Background Atrial fibrillation (AF) is a progressive condition, which is characterized by inflammation/fibrosis of left atrial (LA) wall, an increase in the LA size/volumes, and decrease in LA function. We sought to investigate the relationship of anatomical and functional parameters obtained by cardiovascular magnetic resonance (CMR), with AF recurrence in paroxysmal AF (pAF) patients after catheter ablation. Methods We studied 80 consecutive pAF patients referred for ablation, between January 2014 and December 2019, who underwent pre- and post-ablation CMR while in sinus rhythm. LA volumes were measured using the area–length method and included maximum, minimum, and pre-atrial-contraction volumes. CMR-derived LA reservoir strain (ℇR), conduit strain (ℇCD), and contractile strain (ℇCT) were measured by computer assisted manual planimetry. We used a multivariate logistical regression to estimate the independent predictors of AF recurrence after ablation. Results Mean age was 58.6 ± 9.4 years, 75% men, mean CHA2DS2-VASc score was 1.7, 36% had prior cardioversion and 51% were taking antiarrhythmic drugs. Patients were followed for a median of 4 years (Q1–Q3 = 2.5–6.2 years). Of the 80 patients, 21 (26.3%) patients had AF recurrence after ablation. There were no significant differences between AF recurrence vs. no recurrence groups in age, gender, CHA2DS2-VASc score, or baseline comorbidities. At baseline, patients with AF recurrence compared to without recurrence had lower LV end systolic volume index (32 ± 7 vs 37 ± 11 mL/m2; p = 0.045) and lower ℇCT (7.1 ± 4.6 vs 9.1 ± 3.7; p = 0.05).
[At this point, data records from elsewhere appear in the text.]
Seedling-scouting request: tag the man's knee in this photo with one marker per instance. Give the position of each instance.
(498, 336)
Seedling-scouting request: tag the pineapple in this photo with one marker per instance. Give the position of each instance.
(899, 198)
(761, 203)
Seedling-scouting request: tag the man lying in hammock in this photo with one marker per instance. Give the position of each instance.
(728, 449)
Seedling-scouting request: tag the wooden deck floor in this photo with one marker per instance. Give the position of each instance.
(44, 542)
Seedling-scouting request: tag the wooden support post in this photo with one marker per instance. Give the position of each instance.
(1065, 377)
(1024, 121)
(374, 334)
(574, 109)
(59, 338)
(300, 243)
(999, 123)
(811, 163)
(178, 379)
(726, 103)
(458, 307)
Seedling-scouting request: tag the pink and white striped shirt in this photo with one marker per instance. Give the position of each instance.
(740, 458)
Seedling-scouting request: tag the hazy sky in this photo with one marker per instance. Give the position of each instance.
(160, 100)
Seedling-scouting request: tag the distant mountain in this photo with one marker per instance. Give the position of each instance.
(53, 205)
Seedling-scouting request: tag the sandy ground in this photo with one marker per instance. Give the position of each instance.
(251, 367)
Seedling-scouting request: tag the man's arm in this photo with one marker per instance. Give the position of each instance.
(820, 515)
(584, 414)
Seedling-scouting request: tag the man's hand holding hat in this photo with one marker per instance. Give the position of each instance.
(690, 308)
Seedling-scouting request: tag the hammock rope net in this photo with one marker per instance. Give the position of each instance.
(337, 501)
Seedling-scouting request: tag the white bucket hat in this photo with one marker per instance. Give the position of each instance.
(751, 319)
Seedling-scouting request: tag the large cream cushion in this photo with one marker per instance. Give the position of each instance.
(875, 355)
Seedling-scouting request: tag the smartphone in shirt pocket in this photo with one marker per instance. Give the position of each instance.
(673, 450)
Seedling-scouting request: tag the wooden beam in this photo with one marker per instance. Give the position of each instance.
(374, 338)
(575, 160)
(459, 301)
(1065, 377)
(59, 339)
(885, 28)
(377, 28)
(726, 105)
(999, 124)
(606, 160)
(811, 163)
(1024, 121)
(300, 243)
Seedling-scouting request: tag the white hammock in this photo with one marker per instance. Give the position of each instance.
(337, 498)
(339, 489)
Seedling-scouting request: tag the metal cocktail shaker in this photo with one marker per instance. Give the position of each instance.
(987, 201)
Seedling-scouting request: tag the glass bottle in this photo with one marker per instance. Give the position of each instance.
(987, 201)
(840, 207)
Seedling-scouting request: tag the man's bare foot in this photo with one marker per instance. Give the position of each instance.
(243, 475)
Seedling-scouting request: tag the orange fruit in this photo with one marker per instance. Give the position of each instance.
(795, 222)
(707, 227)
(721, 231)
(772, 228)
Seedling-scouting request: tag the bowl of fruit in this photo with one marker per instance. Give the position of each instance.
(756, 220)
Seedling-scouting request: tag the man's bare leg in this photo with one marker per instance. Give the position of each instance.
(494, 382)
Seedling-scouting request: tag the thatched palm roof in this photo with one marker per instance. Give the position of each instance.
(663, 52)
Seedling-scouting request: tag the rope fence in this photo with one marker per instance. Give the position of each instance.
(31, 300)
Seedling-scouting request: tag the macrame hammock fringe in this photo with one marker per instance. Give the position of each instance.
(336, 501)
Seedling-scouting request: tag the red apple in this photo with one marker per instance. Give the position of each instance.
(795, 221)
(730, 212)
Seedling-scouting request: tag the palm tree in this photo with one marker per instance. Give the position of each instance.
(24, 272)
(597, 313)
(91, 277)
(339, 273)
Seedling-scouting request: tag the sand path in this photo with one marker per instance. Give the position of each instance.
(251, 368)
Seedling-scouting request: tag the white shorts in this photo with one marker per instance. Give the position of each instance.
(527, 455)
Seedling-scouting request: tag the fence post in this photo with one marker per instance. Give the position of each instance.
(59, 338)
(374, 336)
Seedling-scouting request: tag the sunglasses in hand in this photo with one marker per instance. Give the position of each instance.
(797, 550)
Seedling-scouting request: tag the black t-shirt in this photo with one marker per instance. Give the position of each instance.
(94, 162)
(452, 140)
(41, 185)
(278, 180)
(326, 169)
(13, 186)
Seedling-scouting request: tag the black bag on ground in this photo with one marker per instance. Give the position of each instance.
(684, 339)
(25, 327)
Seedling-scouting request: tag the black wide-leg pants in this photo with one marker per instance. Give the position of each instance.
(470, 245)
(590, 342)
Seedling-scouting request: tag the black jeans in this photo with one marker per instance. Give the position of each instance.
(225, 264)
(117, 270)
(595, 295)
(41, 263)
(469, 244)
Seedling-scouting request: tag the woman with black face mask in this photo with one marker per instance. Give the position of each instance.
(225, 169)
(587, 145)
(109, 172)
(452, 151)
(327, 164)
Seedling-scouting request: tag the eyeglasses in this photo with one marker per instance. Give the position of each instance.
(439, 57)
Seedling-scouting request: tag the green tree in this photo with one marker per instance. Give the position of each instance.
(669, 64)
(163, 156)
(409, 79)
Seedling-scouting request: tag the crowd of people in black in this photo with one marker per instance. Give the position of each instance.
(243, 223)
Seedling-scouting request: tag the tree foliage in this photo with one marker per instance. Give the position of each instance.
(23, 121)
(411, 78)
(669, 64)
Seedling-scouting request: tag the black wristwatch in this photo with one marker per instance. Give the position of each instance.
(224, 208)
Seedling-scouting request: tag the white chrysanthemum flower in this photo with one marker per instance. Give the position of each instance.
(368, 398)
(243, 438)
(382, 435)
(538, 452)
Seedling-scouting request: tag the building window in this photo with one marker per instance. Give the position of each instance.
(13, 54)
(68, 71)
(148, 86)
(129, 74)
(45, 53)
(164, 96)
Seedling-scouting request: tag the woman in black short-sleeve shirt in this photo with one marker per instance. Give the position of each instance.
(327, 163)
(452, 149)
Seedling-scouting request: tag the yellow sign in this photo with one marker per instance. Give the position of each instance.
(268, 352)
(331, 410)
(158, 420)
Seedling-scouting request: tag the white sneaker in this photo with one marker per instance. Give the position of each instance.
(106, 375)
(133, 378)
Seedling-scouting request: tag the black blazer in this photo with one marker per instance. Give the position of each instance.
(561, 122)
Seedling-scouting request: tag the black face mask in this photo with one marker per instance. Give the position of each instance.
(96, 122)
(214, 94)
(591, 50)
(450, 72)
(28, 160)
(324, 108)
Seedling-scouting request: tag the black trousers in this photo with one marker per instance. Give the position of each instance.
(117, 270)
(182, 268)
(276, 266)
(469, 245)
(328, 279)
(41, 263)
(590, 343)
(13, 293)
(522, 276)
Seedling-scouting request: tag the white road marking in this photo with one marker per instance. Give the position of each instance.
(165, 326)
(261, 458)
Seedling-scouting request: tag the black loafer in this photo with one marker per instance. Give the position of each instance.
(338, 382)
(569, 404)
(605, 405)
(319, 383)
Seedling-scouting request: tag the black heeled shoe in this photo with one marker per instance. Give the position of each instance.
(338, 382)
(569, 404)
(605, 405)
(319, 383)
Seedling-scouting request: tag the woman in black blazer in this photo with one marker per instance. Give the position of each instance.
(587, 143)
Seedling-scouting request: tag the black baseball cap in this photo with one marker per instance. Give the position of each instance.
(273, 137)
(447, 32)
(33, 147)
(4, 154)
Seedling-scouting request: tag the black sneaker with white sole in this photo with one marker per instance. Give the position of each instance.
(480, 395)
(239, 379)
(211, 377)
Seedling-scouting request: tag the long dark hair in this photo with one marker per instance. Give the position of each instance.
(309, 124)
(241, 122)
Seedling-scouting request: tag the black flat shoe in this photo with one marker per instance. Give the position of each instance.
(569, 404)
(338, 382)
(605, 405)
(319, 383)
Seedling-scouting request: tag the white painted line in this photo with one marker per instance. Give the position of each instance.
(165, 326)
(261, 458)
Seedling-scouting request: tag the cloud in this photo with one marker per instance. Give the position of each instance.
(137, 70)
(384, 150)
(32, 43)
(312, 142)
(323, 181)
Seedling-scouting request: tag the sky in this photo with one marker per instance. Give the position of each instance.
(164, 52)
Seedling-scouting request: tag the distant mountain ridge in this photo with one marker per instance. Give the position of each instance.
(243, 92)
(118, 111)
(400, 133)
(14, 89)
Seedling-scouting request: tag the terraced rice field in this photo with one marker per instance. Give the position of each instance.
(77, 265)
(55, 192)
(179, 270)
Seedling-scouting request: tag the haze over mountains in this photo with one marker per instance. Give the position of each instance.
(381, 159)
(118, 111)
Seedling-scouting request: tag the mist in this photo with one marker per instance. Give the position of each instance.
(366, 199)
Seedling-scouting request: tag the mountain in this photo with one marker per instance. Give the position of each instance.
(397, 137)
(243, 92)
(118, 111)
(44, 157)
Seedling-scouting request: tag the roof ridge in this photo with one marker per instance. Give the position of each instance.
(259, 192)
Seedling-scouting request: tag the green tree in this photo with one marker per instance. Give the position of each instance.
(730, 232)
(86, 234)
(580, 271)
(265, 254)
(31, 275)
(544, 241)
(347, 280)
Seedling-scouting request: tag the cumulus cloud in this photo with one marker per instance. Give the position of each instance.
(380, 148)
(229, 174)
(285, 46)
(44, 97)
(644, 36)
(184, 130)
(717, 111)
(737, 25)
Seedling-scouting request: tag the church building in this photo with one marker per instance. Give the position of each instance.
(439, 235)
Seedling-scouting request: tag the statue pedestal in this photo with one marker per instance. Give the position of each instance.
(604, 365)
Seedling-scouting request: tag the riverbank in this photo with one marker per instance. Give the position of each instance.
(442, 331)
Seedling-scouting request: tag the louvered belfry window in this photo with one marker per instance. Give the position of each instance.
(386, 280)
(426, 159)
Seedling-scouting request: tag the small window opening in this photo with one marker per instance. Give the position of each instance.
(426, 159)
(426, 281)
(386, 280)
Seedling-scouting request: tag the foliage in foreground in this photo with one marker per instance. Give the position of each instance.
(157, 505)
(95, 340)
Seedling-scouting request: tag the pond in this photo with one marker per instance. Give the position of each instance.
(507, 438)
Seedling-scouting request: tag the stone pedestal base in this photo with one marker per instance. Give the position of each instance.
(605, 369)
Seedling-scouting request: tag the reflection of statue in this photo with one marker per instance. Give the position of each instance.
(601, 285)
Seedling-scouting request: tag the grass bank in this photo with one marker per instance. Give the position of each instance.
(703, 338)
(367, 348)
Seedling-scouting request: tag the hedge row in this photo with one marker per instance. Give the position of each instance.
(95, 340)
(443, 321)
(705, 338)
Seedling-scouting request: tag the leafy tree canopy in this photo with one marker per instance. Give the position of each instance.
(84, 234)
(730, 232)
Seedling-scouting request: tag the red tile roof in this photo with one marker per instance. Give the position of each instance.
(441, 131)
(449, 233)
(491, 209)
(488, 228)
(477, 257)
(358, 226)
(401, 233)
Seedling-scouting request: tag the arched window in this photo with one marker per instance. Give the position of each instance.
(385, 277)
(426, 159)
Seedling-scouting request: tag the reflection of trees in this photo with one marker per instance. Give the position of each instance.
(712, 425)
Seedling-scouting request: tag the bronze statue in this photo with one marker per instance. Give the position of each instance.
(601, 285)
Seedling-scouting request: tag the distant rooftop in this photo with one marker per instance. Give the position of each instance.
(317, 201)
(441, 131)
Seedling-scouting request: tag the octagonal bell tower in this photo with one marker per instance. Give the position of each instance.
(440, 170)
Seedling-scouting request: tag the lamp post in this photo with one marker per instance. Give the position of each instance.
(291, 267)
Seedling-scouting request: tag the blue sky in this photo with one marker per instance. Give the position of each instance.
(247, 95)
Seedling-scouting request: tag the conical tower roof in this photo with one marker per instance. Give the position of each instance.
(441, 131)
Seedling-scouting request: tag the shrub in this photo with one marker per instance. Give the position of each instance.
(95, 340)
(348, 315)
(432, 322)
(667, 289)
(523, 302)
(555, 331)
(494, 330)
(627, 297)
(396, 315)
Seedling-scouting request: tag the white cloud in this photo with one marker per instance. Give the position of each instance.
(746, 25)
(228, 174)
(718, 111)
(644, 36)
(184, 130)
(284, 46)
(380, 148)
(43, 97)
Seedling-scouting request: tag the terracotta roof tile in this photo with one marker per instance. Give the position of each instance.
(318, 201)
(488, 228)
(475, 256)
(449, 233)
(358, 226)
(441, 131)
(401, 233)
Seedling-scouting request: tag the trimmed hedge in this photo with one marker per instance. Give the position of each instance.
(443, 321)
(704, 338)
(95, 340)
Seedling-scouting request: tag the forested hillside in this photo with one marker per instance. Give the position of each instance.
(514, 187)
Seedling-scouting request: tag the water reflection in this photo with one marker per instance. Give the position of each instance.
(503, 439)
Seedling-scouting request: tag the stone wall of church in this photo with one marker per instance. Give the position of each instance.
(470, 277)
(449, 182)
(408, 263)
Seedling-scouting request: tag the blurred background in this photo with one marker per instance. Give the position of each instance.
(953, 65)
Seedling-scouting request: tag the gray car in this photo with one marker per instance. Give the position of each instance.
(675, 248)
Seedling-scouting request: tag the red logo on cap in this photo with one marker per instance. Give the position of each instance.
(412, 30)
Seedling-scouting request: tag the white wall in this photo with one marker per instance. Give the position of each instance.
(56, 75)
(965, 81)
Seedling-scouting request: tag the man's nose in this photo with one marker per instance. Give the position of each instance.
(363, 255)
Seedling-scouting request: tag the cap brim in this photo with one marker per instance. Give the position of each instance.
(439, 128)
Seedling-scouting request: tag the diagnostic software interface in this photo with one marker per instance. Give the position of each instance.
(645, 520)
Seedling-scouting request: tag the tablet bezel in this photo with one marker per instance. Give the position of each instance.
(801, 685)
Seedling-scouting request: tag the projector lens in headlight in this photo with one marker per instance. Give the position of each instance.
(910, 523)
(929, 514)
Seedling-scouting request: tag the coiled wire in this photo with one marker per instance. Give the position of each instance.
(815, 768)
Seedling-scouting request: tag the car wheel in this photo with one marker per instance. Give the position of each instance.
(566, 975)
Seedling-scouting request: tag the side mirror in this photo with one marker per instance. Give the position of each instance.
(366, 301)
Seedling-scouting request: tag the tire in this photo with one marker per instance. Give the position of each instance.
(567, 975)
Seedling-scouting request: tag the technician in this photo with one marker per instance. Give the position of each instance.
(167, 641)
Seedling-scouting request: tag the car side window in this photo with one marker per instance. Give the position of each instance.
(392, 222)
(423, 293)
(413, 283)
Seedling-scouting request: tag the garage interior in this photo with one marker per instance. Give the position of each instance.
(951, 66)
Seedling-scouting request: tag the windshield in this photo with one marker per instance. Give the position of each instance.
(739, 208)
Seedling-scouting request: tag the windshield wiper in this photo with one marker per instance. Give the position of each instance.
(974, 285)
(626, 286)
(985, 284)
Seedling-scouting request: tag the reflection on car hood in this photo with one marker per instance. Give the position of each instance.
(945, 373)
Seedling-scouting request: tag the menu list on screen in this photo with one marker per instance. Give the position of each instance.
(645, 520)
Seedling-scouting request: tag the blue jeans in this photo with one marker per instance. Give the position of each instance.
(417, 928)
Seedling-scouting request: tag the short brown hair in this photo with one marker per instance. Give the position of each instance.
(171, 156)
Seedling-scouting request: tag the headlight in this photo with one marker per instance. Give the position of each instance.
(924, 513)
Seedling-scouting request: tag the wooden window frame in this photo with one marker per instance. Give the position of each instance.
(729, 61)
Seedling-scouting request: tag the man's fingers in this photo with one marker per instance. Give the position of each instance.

Post-ablation, patients with AF recurrence had higher LA minimum volume (68 ± 32 vs 55 ± 23; p = 0.05), right atrial volume index (62 ± 20 vs 52 ± 19 mL/m2; p = 0.04) and lower LA active ejection fraction (24 ± 8 vs 29 ± 11; p = 0.05), LA total ejection fraction (39 ± 14 vs 46 ± 12; p = 0.02), LA expansion index (73.6 ± 37.5 vs 94.7 ± 37.1; p = 0.03) and ℇCT (6.2 ± 2.9 vs 7.3 ± 1.7; p = 0.04). Adjusting for clinical variables in the multivariate logistic regression model, post-ablation minimum LA volume (OR 1.09; CI 1.02–1.16), LA expansion index (OR 0.98; CI 0.96–0.99), and baseline ℇR (OR 0.92; CI 0.85–0.99) were independently associated with AF recurrence. Conclusion Significant changes in LA volumes and strain parameters occur after AF ablation. CMR derived baseline ℇR, post-ablation minimum LAV, and expansion index are independently associated with AF recurrence.